Donc, nous voici à Berkeley, où nous sommes somptueusement reçus. Jacques Lévy, à l’époque directeur de l’École des Mines, au demeurant un compagnon de voyage fort aimable, est chargé d’exposer aux Américains le dispositif français de formation des ingénieurs. Il projette des transparents avec de nombreux rectangles reliés par des flèches dans tous les sens, dont il se dégage l’impression que les rectangles de Polytechnique et des Mines sont nettement au-dessus des autres. Il n’a pas très bien su où mettre l’ENS, qui est à part dans la marge, mais pas trop haut quand même.
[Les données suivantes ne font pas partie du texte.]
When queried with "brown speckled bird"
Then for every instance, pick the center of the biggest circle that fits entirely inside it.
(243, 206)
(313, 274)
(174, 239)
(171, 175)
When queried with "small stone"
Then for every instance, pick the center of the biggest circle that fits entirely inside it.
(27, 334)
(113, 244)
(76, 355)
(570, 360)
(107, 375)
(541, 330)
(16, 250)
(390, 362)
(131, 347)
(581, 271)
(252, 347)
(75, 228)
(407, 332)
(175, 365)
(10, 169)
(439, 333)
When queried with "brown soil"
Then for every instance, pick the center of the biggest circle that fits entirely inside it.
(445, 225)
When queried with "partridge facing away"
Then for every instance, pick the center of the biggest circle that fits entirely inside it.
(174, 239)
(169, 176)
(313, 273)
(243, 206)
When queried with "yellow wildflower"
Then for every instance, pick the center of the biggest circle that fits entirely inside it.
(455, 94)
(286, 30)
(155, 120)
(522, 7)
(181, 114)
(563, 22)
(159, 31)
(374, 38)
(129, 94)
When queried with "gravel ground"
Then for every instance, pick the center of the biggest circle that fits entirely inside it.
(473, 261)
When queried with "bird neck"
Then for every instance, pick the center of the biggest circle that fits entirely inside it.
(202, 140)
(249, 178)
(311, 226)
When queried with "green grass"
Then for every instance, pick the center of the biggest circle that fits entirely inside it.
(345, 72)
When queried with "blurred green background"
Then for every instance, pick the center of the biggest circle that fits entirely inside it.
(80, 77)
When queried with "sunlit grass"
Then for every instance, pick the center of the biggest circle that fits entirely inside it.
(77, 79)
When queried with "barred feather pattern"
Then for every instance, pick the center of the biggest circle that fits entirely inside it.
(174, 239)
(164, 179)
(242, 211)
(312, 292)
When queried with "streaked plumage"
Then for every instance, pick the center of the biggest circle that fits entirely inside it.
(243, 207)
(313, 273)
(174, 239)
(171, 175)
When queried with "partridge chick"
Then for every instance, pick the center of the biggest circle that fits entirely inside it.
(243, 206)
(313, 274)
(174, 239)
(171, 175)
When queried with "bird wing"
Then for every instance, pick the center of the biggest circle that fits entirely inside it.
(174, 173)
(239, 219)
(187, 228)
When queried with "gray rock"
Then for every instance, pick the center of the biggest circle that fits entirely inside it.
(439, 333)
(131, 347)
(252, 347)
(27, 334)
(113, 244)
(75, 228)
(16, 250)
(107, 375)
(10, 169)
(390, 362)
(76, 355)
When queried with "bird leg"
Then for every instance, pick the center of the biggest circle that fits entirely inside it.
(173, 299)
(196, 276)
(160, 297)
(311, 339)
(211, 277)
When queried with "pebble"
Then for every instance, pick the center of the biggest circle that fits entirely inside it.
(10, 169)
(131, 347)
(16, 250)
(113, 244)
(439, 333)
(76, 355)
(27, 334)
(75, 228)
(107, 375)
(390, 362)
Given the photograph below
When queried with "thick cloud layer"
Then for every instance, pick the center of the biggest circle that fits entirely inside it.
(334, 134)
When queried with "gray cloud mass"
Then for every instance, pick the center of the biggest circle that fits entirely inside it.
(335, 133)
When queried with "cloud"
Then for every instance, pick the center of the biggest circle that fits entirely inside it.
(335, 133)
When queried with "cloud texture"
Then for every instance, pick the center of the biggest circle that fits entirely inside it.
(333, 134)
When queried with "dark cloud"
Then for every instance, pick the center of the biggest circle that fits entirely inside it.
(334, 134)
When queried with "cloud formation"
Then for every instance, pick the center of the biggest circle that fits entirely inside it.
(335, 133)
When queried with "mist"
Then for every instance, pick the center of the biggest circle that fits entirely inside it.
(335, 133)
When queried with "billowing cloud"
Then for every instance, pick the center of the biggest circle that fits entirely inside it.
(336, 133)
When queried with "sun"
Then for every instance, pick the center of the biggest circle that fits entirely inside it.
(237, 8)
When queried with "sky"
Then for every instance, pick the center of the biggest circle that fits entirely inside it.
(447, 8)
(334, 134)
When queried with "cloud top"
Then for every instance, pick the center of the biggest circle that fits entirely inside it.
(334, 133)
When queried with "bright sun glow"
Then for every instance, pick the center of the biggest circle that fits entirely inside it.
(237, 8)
C’est incompréhensible, les Américains répondent poliment qu’ils n’ont pas très bien compris, et ils posent une question déroutante : combien se délivre-t-il de diplômes d’ingénieurs en France chaque année, et combien cela coûte-t-il ? Après un léger brouhaha, il leur est répondu que la France délivre chaque année un peu plus de 10 000 diplômes d’ingénieurs [3], pour un coût que j’ai oublié, mais élevé. Nos hôtes Américains en concluent in petto que c’est improductif et cher.

Je garde d’excellents souvenirs du reste du voyage, avec visites et dégustations dans la Napa Valley et la Sonoma Valley, par exemple dans les chais de la branche californienne de Moët et Chandon (excellents produits).